PTI + DragGAN

I came across a tool called DragGAN this weekend. Although GANs are somewhat outdated, the fun example videos triggered me to play with the technique for a bit. Running the provided demos is very easy in Google Colab. The only hiccup I experienced was that I had to manually upload the StyleGAN-Human model to Colab to add it to the GUI list. It is not included in the original download script.

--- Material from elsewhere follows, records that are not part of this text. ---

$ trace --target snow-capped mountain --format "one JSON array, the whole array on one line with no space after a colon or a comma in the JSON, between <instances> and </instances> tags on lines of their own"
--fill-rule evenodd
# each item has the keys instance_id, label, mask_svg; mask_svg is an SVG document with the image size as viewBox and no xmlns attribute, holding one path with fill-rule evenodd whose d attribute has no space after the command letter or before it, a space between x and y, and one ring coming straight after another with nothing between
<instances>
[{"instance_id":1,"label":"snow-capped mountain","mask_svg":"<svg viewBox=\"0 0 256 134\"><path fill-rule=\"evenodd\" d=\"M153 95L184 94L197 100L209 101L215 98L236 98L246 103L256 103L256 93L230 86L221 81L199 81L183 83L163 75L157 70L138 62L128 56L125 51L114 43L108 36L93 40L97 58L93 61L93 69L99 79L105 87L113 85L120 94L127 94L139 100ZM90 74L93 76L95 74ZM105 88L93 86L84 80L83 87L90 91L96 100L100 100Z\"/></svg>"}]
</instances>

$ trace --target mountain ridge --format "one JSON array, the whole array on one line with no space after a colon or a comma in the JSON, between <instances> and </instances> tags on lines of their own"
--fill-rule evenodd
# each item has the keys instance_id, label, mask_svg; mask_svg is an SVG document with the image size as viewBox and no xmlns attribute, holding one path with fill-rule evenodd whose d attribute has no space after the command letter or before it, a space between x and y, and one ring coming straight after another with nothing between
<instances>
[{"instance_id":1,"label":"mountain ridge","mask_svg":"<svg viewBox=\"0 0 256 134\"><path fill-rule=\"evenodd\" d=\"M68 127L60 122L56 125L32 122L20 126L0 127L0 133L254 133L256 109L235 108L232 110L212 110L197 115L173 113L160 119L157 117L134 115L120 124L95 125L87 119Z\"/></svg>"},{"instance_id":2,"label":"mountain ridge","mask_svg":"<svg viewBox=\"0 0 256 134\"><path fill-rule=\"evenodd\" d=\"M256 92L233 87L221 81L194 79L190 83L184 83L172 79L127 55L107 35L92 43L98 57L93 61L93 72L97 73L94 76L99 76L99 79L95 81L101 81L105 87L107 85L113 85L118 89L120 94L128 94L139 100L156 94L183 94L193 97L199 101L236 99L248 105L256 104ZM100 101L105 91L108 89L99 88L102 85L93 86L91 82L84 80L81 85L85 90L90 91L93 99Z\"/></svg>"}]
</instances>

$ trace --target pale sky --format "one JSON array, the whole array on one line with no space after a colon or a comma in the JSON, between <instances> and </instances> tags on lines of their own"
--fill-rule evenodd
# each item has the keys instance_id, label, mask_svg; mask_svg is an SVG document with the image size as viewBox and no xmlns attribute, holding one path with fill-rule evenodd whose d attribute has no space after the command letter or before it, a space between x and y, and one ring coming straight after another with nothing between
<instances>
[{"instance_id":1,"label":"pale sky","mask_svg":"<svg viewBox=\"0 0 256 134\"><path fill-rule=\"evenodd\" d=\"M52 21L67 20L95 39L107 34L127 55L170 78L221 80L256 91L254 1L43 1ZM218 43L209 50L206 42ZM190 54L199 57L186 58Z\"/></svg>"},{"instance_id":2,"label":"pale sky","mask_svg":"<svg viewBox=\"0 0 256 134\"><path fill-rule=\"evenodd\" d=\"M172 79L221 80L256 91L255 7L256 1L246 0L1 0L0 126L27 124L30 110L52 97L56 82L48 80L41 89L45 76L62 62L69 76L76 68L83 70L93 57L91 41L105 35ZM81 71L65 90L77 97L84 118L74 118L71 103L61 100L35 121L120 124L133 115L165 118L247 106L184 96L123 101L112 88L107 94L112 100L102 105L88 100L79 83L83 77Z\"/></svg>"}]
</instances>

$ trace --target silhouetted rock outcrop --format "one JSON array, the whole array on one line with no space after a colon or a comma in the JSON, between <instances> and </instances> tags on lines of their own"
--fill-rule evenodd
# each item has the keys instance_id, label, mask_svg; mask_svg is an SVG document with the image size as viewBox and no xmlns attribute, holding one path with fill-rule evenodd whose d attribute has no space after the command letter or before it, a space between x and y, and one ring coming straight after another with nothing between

The DragGAN tutorial suggests using the PTI technique to use it own custom images. There are however no detailed instructions on how to combine the two techniques and pass the correct information between them. This notebook shows how it can be done. It can run in Google Colab on a T4 GPU.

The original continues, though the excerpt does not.